Category | Assignment | Subject | Computer Science |
---|---|---|---|
University | University of Salford | Module Title | Master Big Data Tools & Techniques |
You will be given 2 tasks with separate datasets a set of problem statements for each task. You are required to implement your solution to each problem based on tasks’ description.
Task 1
You will be using clinical trial datasets in this work and combining the information with a list of pharmaceutical companies. You will be given the answers to the questions, for a basic implementation, for two historical datasets, so you can verify your basic solution to the problems. All data will be available from Blackboard.
Datasets:
The data necessary for this assignment will be zipped CSV files. The .csv files have a header describing the files’ contents. They are:
1. Clinicaltrial_2023.csv:
Every row in the dataset corresponds to an individual clinical trial and is identified by different variables. It's important to note that the first column contains a mixture of various variables separated by a delimiter, and the date columns exhibit various formats. Please consider these issues and ensure that the dataset is appropriately prepared before initiating any analysis.
(Source: ClinicalTrials.gov)
2. pharma.csv:
The file contains a small number of a publicly available list of pharmaceutical violations. For the purposes of this work, we are interested in the second column, Parent Company, which contains the name of the pharmaceutical company in question.
(Source: https://violationtracker.goodjobsfirst.org/industry/pharmaceuticals)
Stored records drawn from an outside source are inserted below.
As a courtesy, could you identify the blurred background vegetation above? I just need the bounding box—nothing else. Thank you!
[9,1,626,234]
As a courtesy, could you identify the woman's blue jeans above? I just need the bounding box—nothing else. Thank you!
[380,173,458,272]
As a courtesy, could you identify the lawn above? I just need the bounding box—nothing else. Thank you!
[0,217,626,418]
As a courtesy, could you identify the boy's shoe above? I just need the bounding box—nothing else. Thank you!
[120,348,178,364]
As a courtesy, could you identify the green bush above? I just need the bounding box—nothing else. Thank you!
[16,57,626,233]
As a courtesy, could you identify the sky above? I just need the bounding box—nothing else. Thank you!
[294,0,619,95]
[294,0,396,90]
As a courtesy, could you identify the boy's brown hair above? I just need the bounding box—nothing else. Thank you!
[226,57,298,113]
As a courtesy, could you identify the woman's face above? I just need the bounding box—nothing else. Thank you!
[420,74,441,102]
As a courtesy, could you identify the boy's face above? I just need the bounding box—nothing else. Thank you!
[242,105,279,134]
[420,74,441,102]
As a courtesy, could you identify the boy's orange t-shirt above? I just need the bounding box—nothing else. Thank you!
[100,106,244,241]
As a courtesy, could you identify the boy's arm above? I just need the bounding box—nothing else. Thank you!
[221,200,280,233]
When creating tables for this task, you must name them as follows:
➢clinicaltrial_2023
➢pharma
The uploaded datasets, must exist (and be named) in the following locations: ➢/FileStore/tables/clinicaltrial_2023.csv
➢/FileStore/tables/pharma.csv
This is to ensure that we can run your notebooks when testing your code (marks are allocated for your code running).
Problem statement
You are a data scientist / AI engineer whose client wishes to gain further insight into clinical trials. You are tasked with answering these questions, using visualisations where these would support your conclusions.
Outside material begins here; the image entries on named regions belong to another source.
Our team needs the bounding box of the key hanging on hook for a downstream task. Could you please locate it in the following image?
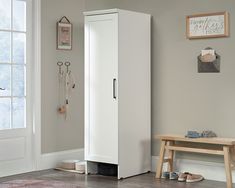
[65,61,71,73]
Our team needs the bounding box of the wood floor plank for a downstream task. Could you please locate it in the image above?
[0,170,229,188]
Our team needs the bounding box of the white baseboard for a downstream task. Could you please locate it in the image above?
[152,156,235,183]
[37,148,84,170]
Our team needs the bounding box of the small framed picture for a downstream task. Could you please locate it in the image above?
[57,17,72,50]
[186,12,229,39]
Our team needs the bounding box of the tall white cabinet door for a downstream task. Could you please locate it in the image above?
[85,14,118,164]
You should address the following questions.
1. The number of studies in the dataset. You must ensure that you explicitly check distinct studies.
2. You should list all the types (as contained in the Type column) of studies in the dataset along with the frequencies of each type. These should be ordered from most frequent to least frequent.
3. The top 5 conditions (from Conditions) with their frequencies.
4. Find the 10 most common sponsors that are not pharmaceutical companies, along with the number of clinical trials they have sponsored. Hint: For a basic implementation, you can assume that the Parent Company column contains all possible pharmaceutical companies.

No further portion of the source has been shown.